Gold futures for December delivery rose $1.40 to $1,059.50 at 10:47 a.m. on the Comex division of the New York Mercantile Exchange. Earlier, the price reached $1,069.
The dollar has dropped more than 7 percent this year against the currency basket. The Federal Reserve has kept its benchmark interest rate at zero to 0.25 percent since December. Crude-oil costs, used by some investors as an inflation guide, climbed above $80 a barrel to a one-year high before erasing gains.
“The market is telling us there’s going to be inflation,” Kaplan said. “People are being encouraged to buy gold.”
Hedge-fund manager David Einhorn, who runs New York-based Greenlight Capital Inc., said he is buying gold to bet against the dollar and inflation.
‘Dental Procedure’
“Gold should do very well if there is a sovereign debt default or a currency crisis,” Einhorn said yesterday at a conference in New York. “Picking currencies is like choosing my favorite dental procedure.”

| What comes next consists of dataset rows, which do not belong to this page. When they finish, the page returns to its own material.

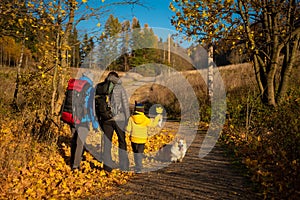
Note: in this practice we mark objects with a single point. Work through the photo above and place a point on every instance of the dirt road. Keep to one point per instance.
(214, 177)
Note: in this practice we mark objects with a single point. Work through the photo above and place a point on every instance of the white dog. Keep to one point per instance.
(178, 150)
(174, 152)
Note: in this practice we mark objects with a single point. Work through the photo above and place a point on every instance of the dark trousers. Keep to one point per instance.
(138, 150)
(79, 135)
(108, 128)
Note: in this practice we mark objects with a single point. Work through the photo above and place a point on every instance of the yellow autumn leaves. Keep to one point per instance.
(41, 171)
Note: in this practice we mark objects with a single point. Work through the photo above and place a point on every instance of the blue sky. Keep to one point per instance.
(155, 13)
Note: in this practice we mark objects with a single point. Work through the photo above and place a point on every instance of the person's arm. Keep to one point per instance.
(155, 121)
(129, 127)
(91, 108)
(125, 104)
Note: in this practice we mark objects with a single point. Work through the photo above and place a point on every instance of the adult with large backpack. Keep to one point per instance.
(112, 110)
(78, 112)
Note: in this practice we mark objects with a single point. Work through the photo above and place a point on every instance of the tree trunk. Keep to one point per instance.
(57, 95)
(16, 92)
(287, 69)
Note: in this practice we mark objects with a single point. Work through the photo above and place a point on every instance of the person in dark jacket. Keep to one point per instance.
(80, 131)
(120, 109)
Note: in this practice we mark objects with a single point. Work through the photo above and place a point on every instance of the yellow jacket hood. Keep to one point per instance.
(140, 119)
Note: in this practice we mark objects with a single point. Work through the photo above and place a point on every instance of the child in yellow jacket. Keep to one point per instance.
(137, 129)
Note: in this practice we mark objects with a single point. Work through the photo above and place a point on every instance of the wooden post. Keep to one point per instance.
(210, 74)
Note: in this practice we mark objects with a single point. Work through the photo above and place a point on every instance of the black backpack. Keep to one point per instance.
(73, 108)
(102, 101)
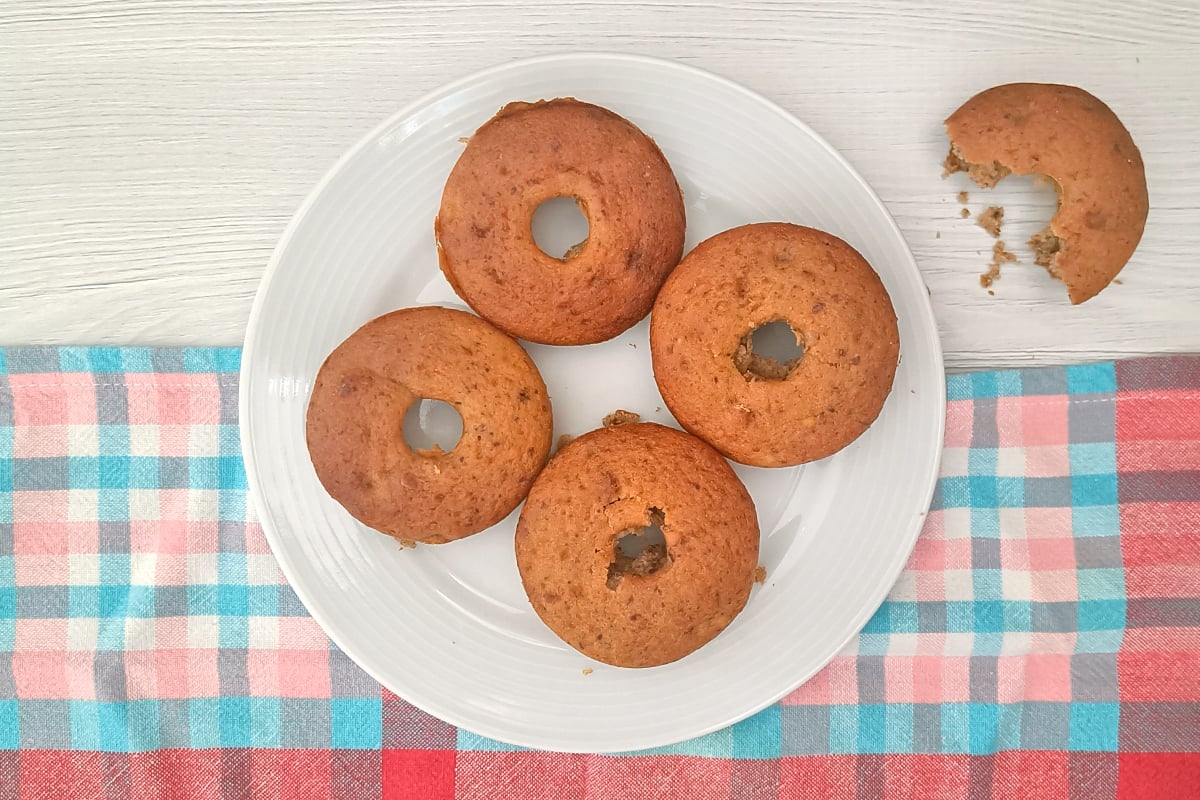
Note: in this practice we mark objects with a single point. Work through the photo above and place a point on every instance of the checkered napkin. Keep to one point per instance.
(1044, 641)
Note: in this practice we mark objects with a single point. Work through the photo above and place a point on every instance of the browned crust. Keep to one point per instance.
(610, 481)
(355, 416)
(832, 299)
(1072, 137)
(531, 152)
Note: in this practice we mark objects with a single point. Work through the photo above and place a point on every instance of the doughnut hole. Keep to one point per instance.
(432, 427)
(559, 227)
(639, 551)
(769, 352)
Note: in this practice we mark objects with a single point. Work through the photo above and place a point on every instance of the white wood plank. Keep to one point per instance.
(151, 151)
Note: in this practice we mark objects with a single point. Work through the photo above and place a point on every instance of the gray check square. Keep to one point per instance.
(805, 731)
(1045, 726)
(1054, 618)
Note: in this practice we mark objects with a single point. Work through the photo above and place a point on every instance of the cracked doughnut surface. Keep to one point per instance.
(759, 274)
(612, 481)
(357, 415)
(532, 152)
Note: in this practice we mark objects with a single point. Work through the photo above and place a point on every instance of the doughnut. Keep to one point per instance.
(532, 152)
(658, 606)
(755, 409)
(357, 413)
(1071, 137)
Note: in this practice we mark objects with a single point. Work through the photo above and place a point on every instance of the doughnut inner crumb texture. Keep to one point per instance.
(1072, 139)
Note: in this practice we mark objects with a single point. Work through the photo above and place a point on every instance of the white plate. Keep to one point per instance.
(449, 627)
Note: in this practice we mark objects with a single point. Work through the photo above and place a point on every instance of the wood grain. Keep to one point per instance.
(153, 151)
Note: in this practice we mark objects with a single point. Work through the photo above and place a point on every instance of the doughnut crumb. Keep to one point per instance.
(991, 218)
(1045, 247)
(751, 365)
(984, 175)
(621, 416)
(652, 557)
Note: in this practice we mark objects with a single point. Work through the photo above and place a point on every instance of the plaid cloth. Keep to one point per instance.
(1044, 639)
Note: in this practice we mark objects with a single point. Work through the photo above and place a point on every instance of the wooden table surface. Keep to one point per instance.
(151, 151)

The recent rally to a record may prompt some investors to make sales, Commerzbank AG said.
“While many speculators had rushed to jump onto the bandwagon, an expanding minority of short-term investors is betting on falling prices,” the bank said in a report.
Silver futures for December delivery rose 5 cents, or 3 percent, to $17.675 an ounce. The metal jumped 56 percent this year through yesterday.